Call for sustainable fuel certification

Envirofuel celebrates its first anniversary on the 1st of January 2008. In the previous year I’ve spend countless hours reading, learning and writing about sustainable mobility and one of the things that really worries me is the sustainability of the currently available biofuels.

Don’t get me wrong, I support first and second generation biofuels. They are a necessary stepping stone to the third and fourth generations that will play a role in the post-oil future of transport. What I disagree with are first and second generation biofuels that are produced with no regard for their life-cycle environmental impact. Why produce a fuel that does more damage to the environment than the the fuel it replaces? That just doesn’t pass the common sense test, especially when Government subsidies are required to make production viable.

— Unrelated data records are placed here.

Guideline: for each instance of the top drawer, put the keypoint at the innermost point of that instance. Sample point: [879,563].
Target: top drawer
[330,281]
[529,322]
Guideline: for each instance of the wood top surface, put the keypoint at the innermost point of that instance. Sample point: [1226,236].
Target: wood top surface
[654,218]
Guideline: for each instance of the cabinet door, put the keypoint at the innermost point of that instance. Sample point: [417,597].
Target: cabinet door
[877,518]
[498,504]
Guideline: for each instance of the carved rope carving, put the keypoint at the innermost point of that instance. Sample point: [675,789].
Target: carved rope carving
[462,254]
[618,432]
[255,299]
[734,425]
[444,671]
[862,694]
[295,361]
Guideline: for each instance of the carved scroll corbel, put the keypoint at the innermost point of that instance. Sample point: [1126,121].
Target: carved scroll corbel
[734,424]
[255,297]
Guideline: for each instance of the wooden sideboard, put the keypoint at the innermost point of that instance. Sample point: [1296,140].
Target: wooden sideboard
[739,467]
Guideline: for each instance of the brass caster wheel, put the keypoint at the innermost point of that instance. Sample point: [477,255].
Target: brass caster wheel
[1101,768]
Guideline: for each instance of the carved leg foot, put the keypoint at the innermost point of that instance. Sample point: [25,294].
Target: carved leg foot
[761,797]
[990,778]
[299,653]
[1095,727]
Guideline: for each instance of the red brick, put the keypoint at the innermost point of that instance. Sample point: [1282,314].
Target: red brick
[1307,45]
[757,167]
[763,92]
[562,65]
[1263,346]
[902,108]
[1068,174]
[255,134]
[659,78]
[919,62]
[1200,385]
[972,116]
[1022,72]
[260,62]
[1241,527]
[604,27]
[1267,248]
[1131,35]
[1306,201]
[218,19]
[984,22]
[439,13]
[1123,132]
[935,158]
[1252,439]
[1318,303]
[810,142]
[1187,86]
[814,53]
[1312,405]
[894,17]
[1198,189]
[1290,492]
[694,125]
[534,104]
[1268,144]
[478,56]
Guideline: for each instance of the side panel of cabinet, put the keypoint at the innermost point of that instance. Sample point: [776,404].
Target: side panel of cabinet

I know, I know, Governments, particularly in Europe and the US are mandating biofuel use. That doesn’t mean the likes of corn-based ethanol or palm-based biodiesel are sustainable. It just means Governments are acting on popular opinion, limited knowledge and in the interests of the vocal groups within their populations. Unfortunately that’s what Governments do.

To combat this seemingly senseless progression towards unsustainable biofuels I propose the development of a global certification system for sustainable fuels. All fuels, not just biofuels. This certification system needs to be realistic and unbiased in its assessment of any fuel and it needs to assess the complete life-cycle of the fuel including its impact on people as well as the environment.

Realism would demand the assessment criteria be made more rigorous as technology progresses in a similar manner to vehicle emissions laws. However, I see no reason why current fuels should not have to meet the following criteria before they can be labeled as sustainable:

  • be made from renewable sources or waste;
  • produce less carbon emissions through its complete production and use life-cycle than the oil-based fuel it replaces ;
  • not be made from products that would otherwise be made into food;
  • not disadvantage the population where the feedstock is grown and the fuel produced; and
  • not use large quantities of water during feedstock growth or fuel production;

I believe that any fuel producer that meets these criteria deserves to be rewarded for their efforts. They would be entitled to label their product as a sustainable fuel with a sustainable fuel logo and use that logo for marketing purposes.

Meeting these criteria is easier said than done and I suspect there would be few fuels available today that could boast of meeting all these criteria unless they are produced efficiently from the waste of unrelated industries. Still, you have to start somewhere and the sooner the world can put some realism and perspective into the production and use of fuels the better.

An independent global not-for-profit organisation will be required to implement this certification system. It should not be formed or funded by interested parties trying to justify why their fuel is sustainable. It should initially funded by the likes of the United Nations and become self funding through charging fees for memberships and certification activities.

What do you think? Am I on the right track? Am I dreaming?